In the past I have proposed that feral cats could be put to use rather than exterminated – a lot of people want to kill them. They are wrong.
It is good to see the feral cat being discussed as a possible rat deterrent. There appears to be more discussions of this nature currently. Perhaps it is because people in authority are warming to the possibility that cats can be used productively.
The truth is that it is impossible to kill all feral cats. It would take a massive, government sponsored nationwide TNR program to have a nationwide, long term impact on depressing feral cat numbers. This is unlikely to happen in the near future. It makes sense therefore to put feral cats to use. Rats are a problem.
A CBS article reads: “Chicago — Got rats? Meet the exterminators. Hundreds of cats are being hired…”
The truth is that the cats won’t exterminate rats.
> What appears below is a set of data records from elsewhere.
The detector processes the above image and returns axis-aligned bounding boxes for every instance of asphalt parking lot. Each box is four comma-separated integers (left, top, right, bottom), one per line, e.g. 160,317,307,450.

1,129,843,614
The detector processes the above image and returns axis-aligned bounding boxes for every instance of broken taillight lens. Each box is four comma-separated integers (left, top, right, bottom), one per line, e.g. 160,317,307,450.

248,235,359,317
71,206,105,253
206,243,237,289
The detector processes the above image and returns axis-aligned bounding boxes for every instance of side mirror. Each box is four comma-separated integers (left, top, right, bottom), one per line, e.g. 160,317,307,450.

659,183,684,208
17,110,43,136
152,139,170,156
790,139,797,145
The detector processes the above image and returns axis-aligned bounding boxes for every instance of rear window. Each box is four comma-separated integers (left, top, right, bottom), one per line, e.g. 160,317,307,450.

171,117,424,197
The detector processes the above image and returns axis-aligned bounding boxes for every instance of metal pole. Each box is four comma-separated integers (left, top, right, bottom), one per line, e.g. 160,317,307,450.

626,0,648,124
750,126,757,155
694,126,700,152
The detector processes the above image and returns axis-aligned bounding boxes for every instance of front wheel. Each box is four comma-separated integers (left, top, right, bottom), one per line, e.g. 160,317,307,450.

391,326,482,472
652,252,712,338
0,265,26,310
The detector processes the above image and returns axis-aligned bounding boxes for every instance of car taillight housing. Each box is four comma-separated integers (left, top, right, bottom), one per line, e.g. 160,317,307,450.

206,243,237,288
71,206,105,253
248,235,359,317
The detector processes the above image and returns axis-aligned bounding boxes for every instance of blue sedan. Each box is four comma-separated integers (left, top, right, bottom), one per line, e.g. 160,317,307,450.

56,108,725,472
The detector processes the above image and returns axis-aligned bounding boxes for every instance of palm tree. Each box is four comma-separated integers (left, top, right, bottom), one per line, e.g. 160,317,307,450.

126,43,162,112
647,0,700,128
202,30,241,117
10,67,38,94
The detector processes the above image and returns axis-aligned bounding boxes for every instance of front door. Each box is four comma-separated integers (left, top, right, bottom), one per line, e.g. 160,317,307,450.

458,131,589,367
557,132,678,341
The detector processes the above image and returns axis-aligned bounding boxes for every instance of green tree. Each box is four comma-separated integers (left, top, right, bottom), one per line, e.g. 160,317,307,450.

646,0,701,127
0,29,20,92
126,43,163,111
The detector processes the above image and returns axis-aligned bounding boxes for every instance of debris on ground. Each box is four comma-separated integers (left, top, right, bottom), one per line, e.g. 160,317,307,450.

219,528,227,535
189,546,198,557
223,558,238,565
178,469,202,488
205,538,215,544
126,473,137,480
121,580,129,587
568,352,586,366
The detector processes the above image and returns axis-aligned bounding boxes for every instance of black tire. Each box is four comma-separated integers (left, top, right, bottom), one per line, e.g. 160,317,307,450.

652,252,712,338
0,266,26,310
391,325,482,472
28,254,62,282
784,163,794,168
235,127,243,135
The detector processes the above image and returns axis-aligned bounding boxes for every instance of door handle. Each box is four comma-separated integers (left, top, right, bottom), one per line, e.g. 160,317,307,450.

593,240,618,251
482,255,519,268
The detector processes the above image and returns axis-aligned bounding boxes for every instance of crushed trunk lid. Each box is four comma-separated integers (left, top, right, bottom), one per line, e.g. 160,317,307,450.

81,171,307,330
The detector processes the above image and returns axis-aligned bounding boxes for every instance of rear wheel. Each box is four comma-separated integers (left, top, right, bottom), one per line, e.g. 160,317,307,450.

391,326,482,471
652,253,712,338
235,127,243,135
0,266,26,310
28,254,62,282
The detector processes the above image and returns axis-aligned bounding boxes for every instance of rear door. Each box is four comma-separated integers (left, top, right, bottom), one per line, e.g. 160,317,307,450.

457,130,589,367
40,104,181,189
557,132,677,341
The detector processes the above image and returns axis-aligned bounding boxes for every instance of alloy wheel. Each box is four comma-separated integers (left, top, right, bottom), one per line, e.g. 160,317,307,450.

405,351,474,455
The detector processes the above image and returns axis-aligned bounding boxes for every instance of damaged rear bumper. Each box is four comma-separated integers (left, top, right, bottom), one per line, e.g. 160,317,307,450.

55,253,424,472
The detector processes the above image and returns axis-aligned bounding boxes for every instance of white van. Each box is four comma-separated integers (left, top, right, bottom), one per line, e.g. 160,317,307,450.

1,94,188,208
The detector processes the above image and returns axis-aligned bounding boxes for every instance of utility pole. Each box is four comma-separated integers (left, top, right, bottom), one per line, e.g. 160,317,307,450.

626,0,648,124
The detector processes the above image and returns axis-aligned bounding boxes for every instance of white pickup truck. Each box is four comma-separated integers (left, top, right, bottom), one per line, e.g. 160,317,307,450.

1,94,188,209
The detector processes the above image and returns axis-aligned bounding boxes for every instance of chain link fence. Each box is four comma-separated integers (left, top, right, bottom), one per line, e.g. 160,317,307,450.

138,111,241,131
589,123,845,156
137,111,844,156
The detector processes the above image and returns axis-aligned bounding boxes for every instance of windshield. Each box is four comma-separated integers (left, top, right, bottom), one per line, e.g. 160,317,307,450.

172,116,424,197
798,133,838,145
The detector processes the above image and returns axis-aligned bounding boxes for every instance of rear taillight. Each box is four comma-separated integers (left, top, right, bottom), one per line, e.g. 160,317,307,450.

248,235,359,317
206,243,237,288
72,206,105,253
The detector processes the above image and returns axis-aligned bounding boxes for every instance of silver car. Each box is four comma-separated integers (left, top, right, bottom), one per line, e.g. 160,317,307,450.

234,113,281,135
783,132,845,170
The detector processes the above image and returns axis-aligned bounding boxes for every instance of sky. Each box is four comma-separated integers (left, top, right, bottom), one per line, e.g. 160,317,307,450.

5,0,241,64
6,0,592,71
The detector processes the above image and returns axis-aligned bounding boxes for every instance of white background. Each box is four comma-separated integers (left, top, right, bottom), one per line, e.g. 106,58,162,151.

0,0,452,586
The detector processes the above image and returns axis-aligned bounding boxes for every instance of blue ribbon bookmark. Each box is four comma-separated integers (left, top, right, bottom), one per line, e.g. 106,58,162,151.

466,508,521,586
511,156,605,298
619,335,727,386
Not in my opinion1. However, their presence deters rats. It gets rid of them which is the goal anyway as long the place that the rats go to is acceptable!
The scent of the cat is a natural deterrent. There are signs that people who have used commercial extermination processes are now turning to nature’s way: cats. Where poisons etc. have failed (and they are dangerous to other animals) feral cats have succeeded.
For instance Victoria Thomas says that when she had a barbecue the rats would turn up and walk over her feet! She’d sit on her decking and hear the patter pat of rats scurrying below her.
As soon as she acquired three working cats she says:
“Within days we didn’t see any more rats…It’s nature taking care of nature”.
There is one obvious point to make: you have to take care of the “employees”. Feral cats are by definition not domesticated. Therefore there is no certainty that they will hang around at a place where they are meant to control rats.
However, if the cats are fed and generally looked after they should stay. Obviously the strongest reason for a cat staying in an area is access to food.
Playing devils advocate, might that attract more cats? Might that be an issue with neighbours? There will certainly be conflicting points of view about how to deal with rats and whether cats are the best method.
A lot of people don’t like feral cats. And feeding them as a colony of ratters is likely to cause hackles to rise amongst some people living in the area.
That said to simply be discussing feral cats as ratters is nice to see. It may presage a change in attitude towards the feral cat amongst those who dislike them.
Note: 1 – what I am saying is that not all feral cats will successfully hunt rats. Some rats are huge. Some cats are less motivated. The deterrent factor is more useful than the extermination factor.